Design and construction
- Developer: Charles Thomas Flashman

= Flashman's Hotel =

Building in Rawalpindi, Pakistan

Flashman's Hotel is a historic hotel situated on The Mall in Rawalpindi, Pakistan.

==History==
Flashman's Hotel was founded in 1888 by Charles Thomas Flashman.

In 1917, the ownership of the property was transferred to the Associated Hotels of India, led by Mohan Singh Oberoi.

By 1961, after the partition, it was managed by the Associated Hotels of Pakistan. This venture also included Faletti's Hotel, Cecil Hotel, and Deans Hotel and involved stakeholders such as Associated Hotels of India and Oberoi Hotels.

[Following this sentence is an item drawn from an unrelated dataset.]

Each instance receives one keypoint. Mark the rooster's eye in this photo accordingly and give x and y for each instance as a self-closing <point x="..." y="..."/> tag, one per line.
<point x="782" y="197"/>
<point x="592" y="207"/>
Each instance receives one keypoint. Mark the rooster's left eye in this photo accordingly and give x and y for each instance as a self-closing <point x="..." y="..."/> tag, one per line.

Following the Indo-Pakistani War of 1965, the Pakistani government designated properties of the Associated Hotels of Pakistan as enemy assets. These properties were subsequently overseen by the West Pakistan Enemy Property Board.

In 1976, the governance of Flashman's, along with Faletti's, Cecil, and Deans, was transferred to the Pakistan Tourism Development Corporation (PTDC).

As of 1999, Flashman's remained under PTDC, while the other hotels were privatized.

==Guests==
Historically, the hotel was frequented by personnel from the British Army's Northern Command. It also hosted several notable leaders, including Muhammad Ali Jinnah, Liaquat Ali Khan and Zulfiqar Ali Bhutto. It was also the location for cabinet meetings during President Ayub Khan's term.

==Architecture==
Flashman's Hotel occupies a 9.34-acre plot designated as Khasra No. 17 to 22. The hotel's building reflects a British barracks-style design, evident in its interior woodwork.

The single-story building is divided into a main hall section and another section with 73 family suites and executive lodges. The design incorporates elements from both Indian and English architectural traditions, and there is a pool area adjacent to the family suites.